Your actions can set a great example for your customers.
No doubt, we are all creatures of habit. Volumes have been written about how to build a habit and break a habit, and we are pretty good at both. Just remember the most recent New Year’s Eve. It’s a tradition (which, simplified speaking, is a form of habit) to make New Year’s resolutions; lose weight, stop drinking, be more thoughtful, start a bullet journal—anything goes. And just before any of these resolutions becomes an integral part of our lives or a habit, we start procrastinating; getting up a 5 a.m. to run a few miles disrupts other habits, and every one of us is struggling to adapt to this change to our routines.
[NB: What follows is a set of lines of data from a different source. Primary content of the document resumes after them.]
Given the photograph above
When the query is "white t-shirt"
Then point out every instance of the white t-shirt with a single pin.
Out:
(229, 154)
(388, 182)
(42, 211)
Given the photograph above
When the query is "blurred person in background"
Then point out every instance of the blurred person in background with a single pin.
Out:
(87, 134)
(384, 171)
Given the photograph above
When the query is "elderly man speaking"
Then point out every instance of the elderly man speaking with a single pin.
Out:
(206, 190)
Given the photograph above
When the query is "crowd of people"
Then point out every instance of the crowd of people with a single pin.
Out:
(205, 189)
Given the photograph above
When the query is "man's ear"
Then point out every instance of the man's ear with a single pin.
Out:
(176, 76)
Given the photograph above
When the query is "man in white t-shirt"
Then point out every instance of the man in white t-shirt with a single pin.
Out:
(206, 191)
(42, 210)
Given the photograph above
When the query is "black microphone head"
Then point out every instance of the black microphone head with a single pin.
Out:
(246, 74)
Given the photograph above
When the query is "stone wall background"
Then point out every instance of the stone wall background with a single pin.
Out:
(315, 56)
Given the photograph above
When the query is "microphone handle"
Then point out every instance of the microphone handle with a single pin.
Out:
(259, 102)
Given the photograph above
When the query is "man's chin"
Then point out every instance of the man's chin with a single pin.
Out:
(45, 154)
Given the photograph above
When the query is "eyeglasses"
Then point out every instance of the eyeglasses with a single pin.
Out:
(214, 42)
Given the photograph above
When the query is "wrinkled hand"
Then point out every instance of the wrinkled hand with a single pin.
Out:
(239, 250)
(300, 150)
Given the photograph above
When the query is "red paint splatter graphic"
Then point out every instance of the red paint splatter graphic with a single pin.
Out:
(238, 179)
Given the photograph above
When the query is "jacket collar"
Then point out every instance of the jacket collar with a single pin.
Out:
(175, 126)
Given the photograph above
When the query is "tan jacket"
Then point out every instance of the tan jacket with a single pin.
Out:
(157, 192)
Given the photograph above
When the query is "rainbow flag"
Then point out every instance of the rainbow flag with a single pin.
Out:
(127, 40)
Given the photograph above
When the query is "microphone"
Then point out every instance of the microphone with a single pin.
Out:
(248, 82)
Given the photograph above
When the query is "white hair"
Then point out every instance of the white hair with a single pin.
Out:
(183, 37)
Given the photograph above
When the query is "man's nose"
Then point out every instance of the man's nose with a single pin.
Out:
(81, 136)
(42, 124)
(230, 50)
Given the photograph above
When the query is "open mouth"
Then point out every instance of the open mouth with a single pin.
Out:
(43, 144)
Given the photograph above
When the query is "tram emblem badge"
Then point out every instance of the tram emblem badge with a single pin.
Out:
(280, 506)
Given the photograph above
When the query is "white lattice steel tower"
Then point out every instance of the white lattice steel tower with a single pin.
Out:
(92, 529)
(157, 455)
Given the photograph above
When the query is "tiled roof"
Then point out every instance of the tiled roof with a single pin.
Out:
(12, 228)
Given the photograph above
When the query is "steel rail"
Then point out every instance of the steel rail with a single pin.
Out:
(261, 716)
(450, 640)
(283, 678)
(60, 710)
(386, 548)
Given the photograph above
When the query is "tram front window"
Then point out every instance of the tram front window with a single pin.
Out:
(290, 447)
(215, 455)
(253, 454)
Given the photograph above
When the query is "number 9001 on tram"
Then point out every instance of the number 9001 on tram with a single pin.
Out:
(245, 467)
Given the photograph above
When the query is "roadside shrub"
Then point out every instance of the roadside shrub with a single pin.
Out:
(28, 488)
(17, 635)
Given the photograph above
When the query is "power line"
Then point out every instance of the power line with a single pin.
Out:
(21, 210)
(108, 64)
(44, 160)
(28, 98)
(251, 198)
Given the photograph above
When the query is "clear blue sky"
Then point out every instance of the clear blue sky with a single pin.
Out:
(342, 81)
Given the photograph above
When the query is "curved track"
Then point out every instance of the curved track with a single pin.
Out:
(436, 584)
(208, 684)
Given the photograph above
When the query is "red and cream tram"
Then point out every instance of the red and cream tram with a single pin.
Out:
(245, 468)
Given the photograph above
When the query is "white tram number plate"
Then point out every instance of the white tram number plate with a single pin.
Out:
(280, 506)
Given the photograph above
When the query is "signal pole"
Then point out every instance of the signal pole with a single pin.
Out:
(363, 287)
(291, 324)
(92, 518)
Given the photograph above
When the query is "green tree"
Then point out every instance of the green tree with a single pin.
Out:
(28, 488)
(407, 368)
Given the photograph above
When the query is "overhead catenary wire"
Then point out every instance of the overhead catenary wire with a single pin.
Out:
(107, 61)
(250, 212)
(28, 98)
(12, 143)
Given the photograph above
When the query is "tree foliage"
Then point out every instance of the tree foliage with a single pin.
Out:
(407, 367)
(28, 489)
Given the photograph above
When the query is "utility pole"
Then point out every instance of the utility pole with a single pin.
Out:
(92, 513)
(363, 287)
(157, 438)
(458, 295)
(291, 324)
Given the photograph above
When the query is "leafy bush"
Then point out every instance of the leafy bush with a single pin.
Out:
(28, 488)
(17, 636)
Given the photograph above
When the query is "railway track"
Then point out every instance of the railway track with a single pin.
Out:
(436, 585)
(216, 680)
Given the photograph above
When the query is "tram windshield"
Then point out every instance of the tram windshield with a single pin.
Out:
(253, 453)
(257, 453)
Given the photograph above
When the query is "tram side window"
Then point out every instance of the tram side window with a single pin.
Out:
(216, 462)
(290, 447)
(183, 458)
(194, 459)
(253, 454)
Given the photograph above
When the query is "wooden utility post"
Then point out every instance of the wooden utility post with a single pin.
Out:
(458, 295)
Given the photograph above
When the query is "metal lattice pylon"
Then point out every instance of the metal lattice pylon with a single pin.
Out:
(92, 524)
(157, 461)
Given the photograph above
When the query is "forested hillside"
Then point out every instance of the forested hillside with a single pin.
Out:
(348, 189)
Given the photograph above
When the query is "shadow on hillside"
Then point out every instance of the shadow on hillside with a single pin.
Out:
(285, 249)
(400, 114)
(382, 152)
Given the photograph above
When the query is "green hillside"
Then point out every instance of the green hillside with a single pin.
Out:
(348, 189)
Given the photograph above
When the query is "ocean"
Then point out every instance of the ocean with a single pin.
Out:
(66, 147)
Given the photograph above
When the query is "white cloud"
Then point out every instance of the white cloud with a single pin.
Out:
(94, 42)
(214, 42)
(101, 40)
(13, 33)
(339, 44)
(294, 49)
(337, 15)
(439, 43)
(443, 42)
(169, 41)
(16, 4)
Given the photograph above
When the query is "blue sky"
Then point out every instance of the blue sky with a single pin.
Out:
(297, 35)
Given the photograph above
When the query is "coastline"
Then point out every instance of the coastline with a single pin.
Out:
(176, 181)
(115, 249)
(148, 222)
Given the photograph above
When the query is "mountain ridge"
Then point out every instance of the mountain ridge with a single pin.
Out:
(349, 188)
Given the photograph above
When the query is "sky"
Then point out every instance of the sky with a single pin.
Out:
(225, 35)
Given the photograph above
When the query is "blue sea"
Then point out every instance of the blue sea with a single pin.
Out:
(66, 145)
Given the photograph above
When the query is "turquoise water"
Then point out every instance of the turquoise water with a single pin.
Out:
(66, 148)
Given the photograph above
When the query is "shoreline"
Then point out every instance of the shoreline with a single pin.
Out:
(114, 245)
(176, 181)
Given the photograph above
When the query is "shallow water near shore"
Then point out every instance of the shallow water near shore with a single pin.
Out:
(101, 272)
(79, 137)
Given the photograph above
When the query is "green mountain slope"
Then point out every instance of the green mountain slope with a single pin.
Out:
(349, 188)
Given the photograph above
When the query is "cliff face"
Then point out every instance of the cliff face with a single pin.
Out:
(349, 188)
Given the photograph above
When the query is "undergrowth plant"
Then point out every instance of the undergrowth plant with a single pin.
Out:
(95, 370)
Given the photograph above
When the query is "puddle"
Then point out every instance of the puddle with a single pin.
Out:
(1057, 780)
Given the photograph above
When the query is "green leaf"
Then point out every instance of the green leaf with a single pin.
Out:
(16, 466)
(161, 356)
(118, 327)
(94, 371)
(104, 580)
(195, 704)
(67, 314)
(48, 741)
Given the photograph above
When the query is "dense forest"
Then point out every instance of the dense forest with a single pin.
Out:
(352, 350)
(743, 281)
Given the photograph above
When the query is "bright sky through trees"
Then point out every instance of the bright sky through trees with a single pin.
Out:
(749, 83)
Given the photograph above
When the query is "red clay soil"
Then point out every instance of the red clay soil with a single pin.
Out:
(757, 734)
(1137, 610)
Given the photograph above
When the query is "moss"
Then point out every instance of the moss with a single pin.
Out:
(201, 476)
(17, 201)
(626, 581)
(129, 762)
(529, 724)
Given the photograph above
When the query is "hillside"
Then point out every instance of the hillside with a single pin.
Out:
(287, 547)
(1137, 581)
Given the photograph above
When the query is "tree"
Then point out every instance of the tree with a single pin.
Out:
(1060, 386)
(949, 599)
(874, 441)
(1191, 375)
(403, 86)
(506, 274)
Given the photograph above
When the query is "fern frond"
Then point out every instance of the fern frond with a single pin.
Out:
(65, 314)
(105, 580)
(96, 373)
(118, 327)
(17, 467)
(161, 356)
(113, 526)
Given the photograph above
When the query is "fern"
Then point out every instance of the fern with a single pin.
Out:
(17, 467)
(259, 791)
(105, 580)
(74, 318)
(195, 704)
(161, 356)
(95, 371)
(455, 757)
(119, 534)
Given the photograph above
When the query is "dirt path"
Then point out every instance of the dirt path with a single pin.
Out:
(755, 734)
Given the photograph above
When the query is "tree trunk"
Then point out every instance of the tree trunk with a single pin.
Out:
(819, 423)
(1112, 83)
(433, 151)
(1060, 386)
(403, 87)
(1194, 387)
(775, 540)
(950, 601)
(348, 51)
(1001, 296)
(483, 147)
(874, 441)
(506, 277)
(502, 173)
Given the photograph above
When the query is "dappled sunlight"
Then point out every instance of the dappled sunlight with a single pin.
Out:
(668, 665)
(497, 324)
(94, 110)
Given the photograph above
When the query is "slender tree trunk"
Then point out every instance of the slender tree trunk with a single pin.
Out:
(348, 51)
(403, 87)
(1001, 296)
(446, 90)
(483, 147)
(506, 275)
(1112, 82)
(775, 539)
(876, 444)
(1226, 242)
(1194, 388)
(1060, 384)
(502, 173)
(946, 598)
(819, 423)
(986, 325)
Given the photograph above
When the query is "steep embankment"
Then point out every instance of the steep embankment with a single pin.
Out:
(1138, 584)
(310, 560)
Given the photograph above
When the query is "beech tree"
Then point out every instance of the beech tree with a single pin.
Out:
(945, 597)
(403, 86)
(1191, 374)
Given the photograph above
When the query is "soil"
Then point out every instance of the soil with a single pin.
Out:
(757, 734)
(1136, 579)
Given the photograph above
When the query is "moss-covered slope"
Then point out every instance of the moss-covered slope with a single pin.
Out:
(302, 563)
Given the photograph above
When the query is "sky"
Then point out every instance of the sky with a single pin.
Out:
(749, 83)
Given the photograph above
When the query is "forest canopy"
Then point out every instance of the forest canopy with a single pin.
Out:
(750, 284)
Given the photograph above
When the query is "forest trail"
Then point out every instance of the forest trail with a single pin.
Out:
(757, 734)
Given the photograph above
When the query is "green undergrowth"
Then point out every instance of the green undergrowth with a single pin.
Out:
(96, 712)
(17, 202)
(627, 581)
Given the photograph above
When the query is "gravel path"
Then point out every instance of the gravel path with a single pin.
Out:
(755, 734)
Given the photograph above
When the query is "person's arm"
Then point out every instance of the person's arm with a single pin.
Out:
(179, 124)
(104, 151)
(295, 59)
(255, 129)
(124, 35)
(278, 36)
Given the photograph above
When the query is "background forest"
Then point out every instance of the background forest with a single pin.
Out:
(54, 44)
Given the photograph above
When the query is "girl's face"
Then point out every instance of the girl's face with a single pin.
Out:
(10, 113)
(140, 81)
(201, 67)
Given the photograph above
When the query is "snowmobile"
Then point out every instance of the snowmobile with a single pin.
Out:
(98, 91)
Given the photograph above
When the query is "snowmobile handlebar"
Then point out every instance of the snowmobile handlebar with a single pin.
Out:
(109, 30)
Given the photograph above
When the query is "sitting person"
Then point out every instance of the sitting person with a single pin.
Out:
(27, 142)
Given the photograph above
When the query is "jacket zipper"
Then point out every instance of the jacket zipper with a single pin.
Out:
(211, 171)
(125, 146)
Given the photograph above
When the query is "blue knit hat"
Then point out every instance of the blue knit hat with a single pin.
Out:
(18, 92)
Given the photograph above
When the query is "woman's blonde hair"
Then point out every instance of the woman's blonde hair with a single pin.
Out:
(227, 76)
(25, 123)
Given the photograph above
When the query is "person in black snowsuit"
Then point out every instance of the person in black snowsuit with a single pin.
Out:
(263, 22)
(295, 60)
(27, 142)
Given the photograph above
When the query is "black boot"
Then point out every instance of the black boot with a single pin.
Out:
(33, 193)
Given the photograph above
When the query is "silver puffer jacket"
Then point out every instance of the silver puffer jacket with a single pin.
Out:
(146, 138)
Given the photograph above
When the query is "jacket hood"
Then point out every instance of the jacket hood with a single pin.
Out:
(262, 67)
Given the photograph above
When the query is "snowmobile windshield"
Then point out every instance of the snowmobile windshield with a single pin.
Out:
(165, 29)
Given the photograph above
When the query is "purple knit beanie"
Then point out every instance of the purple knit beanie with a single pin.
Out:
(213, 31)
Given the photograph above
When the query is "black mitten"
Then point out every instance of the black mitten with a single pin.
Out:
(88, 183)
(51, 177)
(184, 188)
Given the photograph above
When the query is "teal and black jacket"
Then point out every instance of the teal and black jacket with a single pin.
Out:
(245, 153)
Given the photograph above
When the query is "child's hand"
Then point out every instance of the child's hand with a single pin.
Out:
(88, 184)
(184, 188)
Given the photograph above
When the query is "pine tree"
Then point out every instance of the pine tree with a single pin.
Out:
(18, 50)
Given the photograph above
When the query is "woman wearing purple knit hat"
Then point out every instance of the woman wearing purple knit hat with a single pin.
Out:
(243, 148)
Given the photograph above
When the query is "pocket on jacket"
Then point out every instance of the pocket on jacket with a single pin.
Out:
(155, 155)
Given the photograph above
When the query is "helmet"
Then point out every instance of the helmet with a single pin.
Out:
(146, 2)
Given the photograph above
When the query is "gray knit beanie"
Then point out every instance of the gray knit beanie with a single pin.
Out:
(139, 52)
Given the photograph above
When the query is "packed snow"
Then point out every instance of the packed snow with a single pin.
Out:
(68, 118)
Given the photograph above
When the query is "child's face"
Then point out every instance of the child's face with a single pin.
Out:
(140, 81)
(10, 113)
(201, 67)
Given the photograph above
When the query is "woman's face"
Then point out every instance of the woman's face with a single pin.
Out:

Long story short, we need to break through our habits both at home and, more importantly, online. And we were doing great over the past two years. We mastered challenges we could never imagine we had to face, set up work-from-home routines, and adapted to hybrid workspaces with the threat of security breaches looking over us at all times as most businesses weren’t ready (in many ways) for what was hitting them. And now that many knowledge workers are going back to the office, we mustn’t let our guard down. One lost or stolen password could potentially pose a threat to the security of an entire organization, ranging from starting with a simple data breach up to a multimillion-dollar ransomware attack.
What are some of the most challenging habits some of us may be facing?
- Your password is written down on paper (possibly a sticky note stuck somewhere on our desk)
- One password for all
- Simple passwords (anything from “password” to “12345Iloveyou”)
What “alarm systems” should we be listening to?
- Industry sources announcing breaches
- Admin (human/UI) warnings to update passwords
- Password storage tools flagging for poor and breached passwords
What can we, as individuals, do better?
- Use 2-factor authentication/an authenticator app
- Use VPN
- Use a trusted password manager
- Use breach monitoring
End of story, or not so fast?
We, as industry specialists, need to do more. We need to help customers and their teams break through their old habits and lead the way to—and here comes the C-word again—change. This, among many things, includes adopting better, more secure work habits. And I’m not just talking about online security, but for the sake of simplicity, we’ll focus on online-only in this article.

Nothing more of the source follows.